Clues for conservation
Monarch caterpillars are exothermic, meaning their body temperature and activity levels are directly affected by their surroundings. In hotter conditions, they become more reactive, which Singh said can override their ability to make adaptive decisions.
“The idea is that the temperature is messing with their biology, it’s messing with their function, it makes them more over-reactive,” Singh said. “It makes their decision capabilities worse. They’re essentially working in overdrive and they’re not really considering costs. And we see the mortality at these high temperatures is really high.”
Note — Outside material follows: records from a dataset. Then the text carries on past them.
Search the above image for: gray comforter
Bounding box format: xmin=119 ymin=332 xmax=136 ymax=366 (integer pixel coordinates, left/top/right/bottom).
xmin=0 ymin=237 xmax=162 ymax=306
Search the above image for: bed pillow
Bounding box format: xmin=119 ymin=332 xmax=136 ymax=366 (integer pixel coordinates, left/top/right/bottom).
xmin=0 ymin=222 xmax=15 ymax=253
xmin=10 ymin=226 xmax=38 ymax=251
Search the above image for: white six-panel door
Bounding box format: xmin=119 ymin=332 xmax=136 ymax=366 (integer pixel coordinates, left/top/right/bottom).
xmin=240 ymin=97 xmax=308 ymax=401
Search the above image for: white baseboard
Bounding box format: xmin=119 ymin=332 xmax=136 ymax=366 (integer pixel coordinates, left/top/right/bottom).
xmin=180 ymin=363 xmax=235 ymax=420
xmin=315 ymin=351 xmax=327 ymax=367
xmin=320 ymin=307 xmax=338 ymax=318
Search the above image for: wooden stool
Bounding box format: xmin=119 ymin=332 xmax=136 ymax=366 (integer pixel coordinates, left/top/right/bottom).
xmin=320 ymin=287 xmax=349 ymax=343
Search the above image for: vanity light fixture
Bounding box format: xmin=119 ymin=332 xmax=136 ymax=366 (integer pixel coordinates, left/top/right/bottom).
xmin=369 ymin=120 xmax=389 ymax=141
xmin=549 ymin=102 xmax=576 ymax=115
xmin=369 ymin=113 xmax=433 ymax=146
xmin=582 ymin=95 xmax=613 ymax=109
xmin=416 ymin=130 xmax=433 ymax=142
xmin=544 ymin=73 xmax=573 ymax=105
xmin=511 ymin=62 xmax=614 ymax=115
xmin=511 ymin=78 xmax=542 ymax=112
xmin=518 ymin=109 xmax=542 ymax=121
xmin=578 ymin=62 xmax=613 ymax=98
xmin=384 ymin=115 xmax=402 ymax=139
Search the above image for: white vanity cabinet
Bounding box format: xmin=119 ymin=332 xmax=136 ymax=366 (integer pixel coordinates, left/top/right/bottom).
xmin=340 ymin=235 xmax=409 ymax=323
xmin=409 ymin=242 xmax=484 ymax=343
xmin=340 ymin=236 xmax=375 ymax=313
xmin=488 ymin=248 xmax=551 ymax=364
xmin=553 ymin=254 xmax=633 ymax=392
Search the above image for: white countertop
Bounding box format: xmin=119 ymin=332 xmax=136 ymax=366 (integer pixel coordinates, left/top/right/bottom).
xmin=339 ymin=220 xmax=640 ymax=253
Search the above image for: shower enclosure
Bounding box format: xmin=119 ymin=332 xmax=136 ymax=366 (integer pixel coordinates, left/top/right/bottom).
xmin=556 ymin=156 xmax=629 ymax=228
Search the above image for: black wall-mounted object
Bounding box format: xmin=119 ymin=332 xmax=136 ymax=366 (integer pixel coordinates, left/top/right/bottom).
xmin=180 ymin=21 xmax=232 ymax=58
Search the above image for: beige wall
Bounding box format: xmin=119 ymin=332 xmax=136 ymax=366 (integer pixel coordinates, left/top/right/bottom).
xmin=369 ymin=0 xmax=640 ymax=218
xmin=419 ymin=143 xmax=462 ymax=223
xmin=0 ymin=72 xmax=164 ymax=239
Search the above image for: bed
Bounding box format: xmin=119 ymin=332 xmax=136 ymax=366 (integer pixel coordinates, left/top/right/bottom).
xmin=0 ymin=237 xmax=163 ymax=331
The surface of a milkweed leaf is often much cooler than the ground. The study found that when on the plant, smaller caterpillars chose to be in the sun, using warmer temperatures to speed up their growth. Larger caterpillars tended to stay in the shade to avoid predators as they approached metamorphosis.
Yang and Singh said that understanding even subtle factors that affect caterpillar survival could help guide conservation efforts. The study suggests that future warming may make monarch caterpillars more vulnerable, not only by stressing their bodies, but by disrupting their ability to respond effectively to threats.
“I think that there’s still a lot we don’t know about how insects experience temperature,” Yang said. “They’re much smaller than we are so the effects of micro habitats are potentially much more important for them. And we’re only just starting to understand why that is. It does seem like this experiment is relevant to understanding the kinds of threats and adaptive behaviors that monarchs and also other insects could show, and highlights some of the concerns that occur under climate change.”
This project was funded in part with a grant from the National Science Foundation.
Singh, who earned a bachelor’s degree in biological sciences participated in the Research Scholars Program in Insect Biology.